Scientist
An agent responsible for data/statistical analysis and research execution using Python.
Overview
Scientist is an agent that runs data analysis and research tasks in Python and reports evidence-based findings. It handles data loading/exploration, statistical analysis, hypothesis testing, visualization, and report generation.
Data analysis without statistical rigor produces misleading conclusions. Findings without confidence intervals are guesses, visualizations without context mislead, and conclusions that don't acknowledge limitations are dangerous.
It is a read-only agent — Write/Edit tools are blocked. Analysis results and reports are generated via python_repl.
When to Use
- When exploring a dataset and analyzing statistical patterns
- When testing hypotheses and reporting results
- When generating visualizations and writing reports
- When analyzing performance benchmark data
Usage Examples
"Analyze this CSV data"
"Analyze the correlation between price and sales"

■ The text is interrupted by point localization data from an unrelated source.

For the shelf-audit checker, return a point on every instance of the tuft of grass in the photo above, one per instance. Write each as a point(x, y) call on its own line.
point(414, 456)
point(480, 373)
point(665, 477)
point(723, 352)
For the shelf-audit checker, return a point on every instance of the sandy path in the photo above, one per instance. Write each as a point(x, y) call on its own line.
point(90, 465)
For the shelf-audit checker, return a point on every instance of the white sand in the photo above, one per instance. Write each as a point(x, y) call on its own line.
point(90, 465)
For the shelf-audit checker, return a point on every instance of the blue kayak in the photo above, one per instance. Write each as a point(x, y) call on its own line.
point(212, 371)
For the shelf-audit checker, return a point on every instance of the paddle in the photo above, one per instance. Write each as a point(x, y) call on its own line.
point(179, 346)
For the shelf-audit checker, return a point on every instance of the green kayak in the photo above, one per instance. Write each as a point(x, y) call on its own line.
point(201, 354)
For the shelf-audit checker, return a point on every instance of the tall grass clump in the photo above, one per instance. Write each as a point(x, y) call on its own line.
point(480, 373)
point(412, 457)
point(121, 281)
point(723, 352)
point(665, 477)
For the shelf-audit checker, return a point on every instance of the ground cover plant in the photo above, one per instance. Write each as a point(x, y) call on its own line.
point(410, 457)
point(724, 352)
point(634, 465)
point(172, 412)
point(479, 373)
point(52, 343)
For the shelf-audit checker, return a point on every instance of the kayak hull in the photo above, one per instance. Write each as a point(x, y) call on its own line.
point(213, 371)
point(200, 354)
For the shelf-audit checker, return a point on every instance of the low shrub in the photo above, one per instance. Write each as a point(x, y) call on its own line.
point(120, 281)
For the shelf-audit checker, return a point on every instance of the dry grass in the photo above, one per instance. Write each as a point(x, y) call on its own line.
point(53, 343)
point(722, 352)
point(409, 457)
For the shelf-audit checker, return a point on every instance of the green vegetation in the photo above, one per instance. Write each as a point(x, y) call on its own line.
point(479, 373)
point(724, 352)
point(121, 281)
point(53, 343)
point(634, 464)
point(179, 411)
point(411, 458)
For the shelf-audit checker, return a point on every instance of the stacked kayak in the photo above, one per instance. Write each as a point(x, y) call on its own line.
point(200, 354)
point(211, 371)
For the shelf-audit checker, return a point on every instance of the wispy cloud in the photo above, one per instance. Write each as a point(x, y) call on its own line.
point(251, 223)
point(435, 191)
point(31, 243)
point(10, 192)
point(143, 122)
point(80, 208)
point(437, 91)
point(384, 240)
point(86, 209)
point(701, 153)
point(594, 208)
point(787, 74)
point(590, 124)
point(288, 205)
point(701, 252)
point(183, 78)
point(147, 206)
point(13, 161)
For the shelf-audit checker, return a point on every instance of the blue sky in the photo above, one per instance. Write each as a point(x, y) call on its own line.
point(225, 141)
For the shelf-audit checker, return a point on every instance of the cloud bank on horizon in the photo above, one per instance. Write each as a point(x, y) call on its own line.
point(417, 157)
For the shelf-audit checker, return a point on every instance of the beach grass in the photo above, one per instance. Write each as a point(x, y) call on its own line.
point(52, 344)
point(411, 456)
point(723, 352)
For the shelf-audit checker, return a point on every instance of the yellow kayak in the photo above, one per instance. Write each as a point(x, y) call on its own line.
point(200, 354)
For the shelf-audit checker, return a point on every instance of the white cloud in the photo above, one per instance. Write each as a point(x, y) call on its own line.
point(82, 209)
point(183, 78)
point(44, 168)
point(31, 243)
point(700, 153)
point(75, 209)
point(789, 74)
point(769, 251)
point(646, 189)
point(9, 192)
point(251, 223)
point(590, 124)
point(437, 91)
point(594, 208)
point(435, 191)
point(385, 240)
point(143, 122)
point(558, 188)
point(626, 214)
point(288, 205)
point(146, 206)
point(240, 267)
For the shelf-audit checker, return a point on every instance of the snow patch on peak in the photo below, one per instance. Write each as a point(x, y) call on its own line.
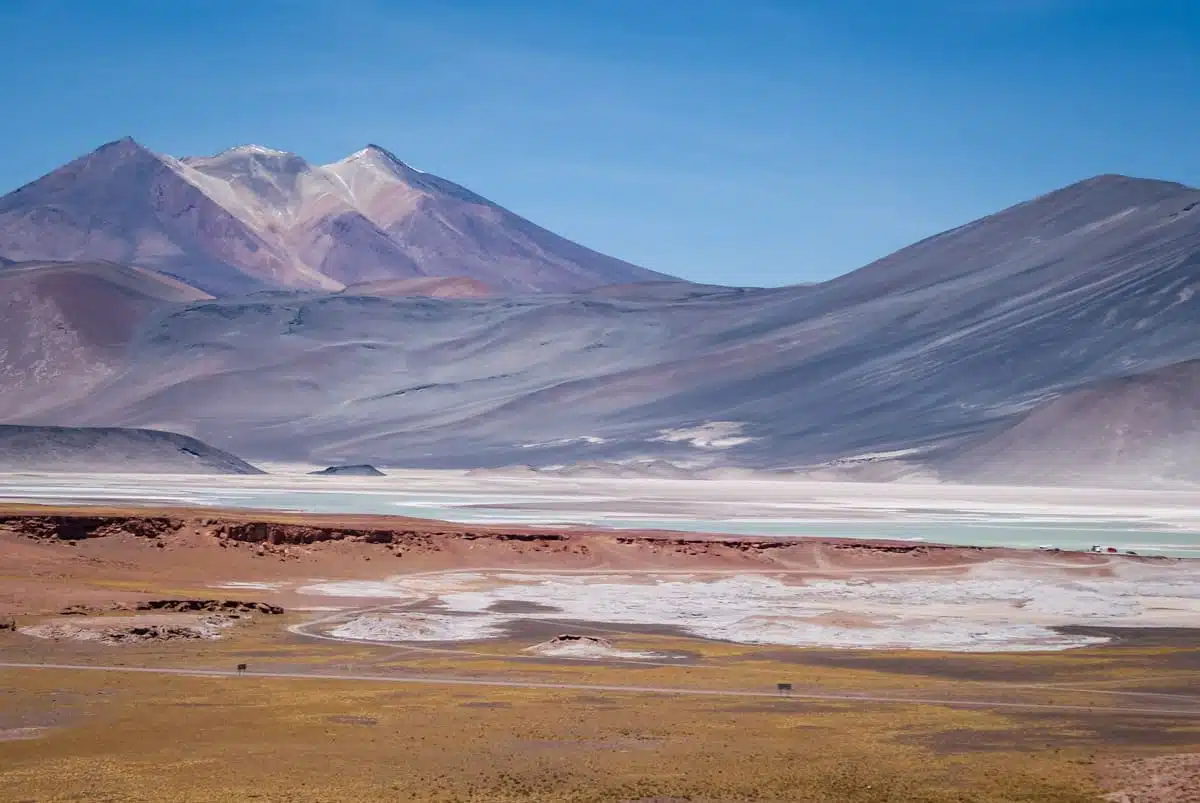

"Statistically validate this A/B test result"Analysis Process
- SETUP: Verify Python/packages, create working directory (
.omc/scientist/), identify data files, state the goal ([OBJECTIVE]) - EXPLORE: Load data, check shape/types/missing values, output data characteristics ([DATA]) with
.head(),.describe() - ANALYZE: Run statistical analysis. For each insight, output a finding ([FINDING]) and statistics ([STAT:*]). Hypothesis-driven analysis
- SYNTHESIZE: Summarize findings, flag limitations ([LIMITATION]), generate report, clean up
Output Markers
Scientist uses defined markers.
| Marker | Purpose |
|---|---|
[OBJECTIVE] | Analysis goal |
[DATA] | Data characteristics |
[FINDING] | Finding |
[STAT:ci] | Confidence interval |
[STAT:effect_size] | Effect size |
[STAT:p_value] | p-value |
[STAT:n] | Sample size |
[LIMITATION] | Limitations/caveats |
Every [FINDING] must include at least one [STAT:*] evidence within 10 lines.
Technical Constraints
- All Python code must be executed via
python_repl(no Bash heredocs) - No package installation — use stdlib alternatives or inform the user
- No printing entire DataFrames — use
.head(),.describe(), aggregated results - Use matplotlib Agg backend,
plt.savefig()required (noplt.show())
Combining with Other Agents
- tracer: Combines with tracer for data-driven causal tracing analysis
- document-specialist: External research material lookup is handled by document-specialist
- architect: When architecture decisions are needed based on analysis results
Reference
| Item | Value |
|---|---|
| Model | sonnet |
| Subagent Type | oh-my-claudecode:scientist |
| Lane | Domain |
| Read-Only | Yes (Write, Edit blocked) |
| Tier Variant | scientist-high (opus) |
| Output Paths | .omc/scientist/reports/, .omc/scientist/figures/ |
| Skill Integration | /oh-my-claudecode:sciomc |